Professor Liedenbrook is as quintessential a German Scientist as Fogg is an English Gentleman.  Verne makes great use of stereotypes for humour – particularly those of a Frenchman in describing the English and the German temperaments. “In a word he was a learned miser…Germany has not a few professors of this sort” is how his nephew and fellow traveller, Axel, describes him at the beginning of the book.  Both characters are mineralogists and so they are very anxious to see the centre of the globe following in the footsteps of Arne Saknussemm, an Icelandic Alchemist who had apparently made the trip sometime in the 14th century.

The trip is undertaken in part to answer the question of whether the heat rises as one travels towards the core of the planet.  They are armed with an ”Eigels’ centigrade thermometer which graduates up to 150 degrees centigrade, an Aneroid barometer, a chronometer, two compasses, a night glass and two of Ruhmkorff’s apparatus which, by means of an electric current, supplied a safe and handy portable light”.  With these worthy tools, a phlegmatic guide who saves their lives innumerable times by performing feats which are quite impossible in real life but make a great yarn, the travellers set out.  They encounter live dinosaurs, an underground sea and a host of other strange things.  I won’t spoil the ending because it is far too good to be told.  Suffice it to say that it is as wonderful, strange and silly as the rest of the book.
For those of us who hoped, vainly of course, that there was a time when art didn’t bow to political expediency, must be, as usual, disappointed.  In Twenty Thousand Leagues Under the Sea, one of Verne’s most popular novels, the Captain of the submarine, Captain Nemo, (Latin for no one) was living under the surface of the ocean to protest the behaviour of the British after the Indian Rebellion of 1867.  Originally Nemo was supposed to be a Polish man protesting the Partition of Poland by Russia and the death of his family during the January uprising.  Russia being, at the time, an ally of France, Verne was ‘persuaded’ to change the nationality of the character and that of the enemy.

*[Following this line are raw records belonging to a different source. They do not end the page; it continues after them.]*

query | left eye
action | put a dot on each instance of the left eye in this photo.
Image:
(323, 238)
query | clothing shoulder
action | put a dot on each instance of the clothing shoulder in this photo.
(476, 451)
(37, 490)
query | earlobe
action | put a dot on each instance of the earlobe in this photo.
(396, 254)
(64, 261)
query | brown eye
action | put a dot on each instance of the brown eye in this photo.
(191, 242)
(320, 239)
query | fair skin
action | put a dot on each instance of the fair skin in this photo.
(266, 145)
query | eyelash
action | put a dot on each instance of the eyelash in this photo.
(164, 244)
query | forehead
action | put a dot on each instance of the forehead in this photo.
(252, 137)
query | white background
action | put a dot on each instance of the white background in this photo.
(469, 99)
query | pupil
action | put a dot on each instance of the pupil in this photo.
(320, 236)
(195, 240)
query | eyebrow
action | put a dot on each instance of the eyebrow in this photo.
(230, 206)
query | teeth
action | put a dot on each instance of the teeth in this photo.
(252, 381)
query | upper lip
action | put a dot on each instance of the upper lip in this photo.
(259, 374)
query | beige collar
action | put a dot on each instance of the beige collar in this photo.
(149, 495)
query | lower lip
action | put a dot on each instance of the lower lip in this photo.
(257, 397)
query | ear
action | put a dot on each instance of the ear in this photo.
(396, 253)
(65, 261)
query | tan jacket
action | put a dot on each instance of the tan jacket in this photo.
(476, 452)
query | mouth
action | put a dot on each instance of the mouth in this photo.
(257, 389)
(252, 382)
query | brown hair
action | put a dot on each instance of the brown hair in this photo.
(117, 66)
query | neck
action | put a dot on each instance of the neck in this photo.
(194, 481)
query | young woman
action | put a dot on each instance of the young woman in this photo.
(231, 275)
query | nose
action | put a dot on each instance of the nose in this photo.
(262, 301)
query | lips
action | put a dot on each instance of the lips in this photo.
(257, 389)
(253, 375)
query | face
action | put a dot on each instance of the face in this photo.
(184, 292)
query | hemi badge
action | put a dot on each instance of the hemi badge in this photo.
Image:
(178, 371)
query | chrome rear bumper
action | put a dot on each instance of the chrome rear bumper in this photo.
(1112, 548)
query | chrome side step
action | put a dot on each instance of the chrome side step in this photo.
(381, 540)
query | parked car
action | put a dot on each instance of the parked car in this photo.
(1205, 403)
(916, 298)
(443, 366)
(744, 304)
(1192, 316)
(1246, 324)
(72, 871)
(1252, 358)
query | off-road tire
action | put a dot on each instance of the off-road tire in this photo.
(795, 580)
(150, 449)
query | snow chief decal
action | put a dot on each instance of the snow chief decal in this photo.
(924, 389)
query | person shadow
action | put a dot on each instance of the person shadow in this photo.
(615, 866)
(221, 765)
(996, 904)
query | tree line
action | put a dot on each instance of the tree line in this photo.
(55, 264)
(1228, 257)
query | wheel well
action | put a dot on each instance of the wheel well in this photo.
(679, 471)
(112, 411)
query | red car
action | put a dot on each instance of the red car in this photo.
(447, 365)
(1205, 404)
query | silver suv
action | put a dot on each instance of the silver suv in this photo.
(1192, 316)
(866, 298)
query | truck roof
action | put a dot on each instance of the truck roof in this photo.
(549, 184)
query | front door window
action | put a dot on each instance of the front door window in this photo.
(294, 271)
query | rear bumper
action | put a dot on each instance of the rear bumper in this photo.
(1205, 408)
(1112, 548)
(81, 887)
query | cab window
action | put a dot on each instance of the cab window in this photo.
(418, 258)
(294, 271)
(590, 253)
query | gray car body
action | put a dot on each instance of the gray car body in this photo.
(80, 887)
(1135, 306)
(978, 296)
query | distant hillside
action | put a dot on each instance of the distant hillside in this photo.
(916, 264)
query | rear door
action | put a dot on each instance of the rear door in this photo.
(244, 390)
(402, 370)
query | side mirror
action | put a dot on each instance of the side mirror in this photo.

I choose to discuss this book, Twenty-thousand Leagues Under the Sea, last because it is a considerable departure from the two books mentioned above.  The three travellers who undertake this journey do so as captives rather than voluntarily and the feel of the book is much more serious in a number of ways.  Verne spends pages of the novel describing the plant and animal life of the deep ocean almost as painstakingly as Darwin himself.  He uses what was then known of undersea life to add verisimilitude to the narrative.  Captain Nemo is a much more serious character than those in the above books.  His enmity towards the people on land is deep and he goes so far as to attack vessels on the open sea.  The submarine itself is so sophisticated that the British vessels cannot identify it and believe it to be some strange animal.

The Nautilus is a remarkable piece of technology.  Although the idea of the submarine had been around since ancient times, the 19th century saw the development of many submersible vessels in various countries including France, and Verne would have known about these experiments.  The Nautilous, however, was an entirely different vessel.  It was coal fired but used a sodium mercury battery which provided limitless power and the double-hull construction made it immune to attack especially with the weapons available.  Some of the fanciful aspects are present, such as the use of dive suits on the ocean floor, but on the whole the book is very serious despite the characters of the Canadian whaler and the servant who can categorize anything but doesn’t actually know what the categories mean.

It is no wonder that Verne is seen as one of the ‘fathers of science fiction’.  He contributed greatly to the body of work and to the shaping of the genre.  His prodigious output is both entertaining and, in such novels as Twenty Thousand Leagues Under the Sea and others, instructional as well.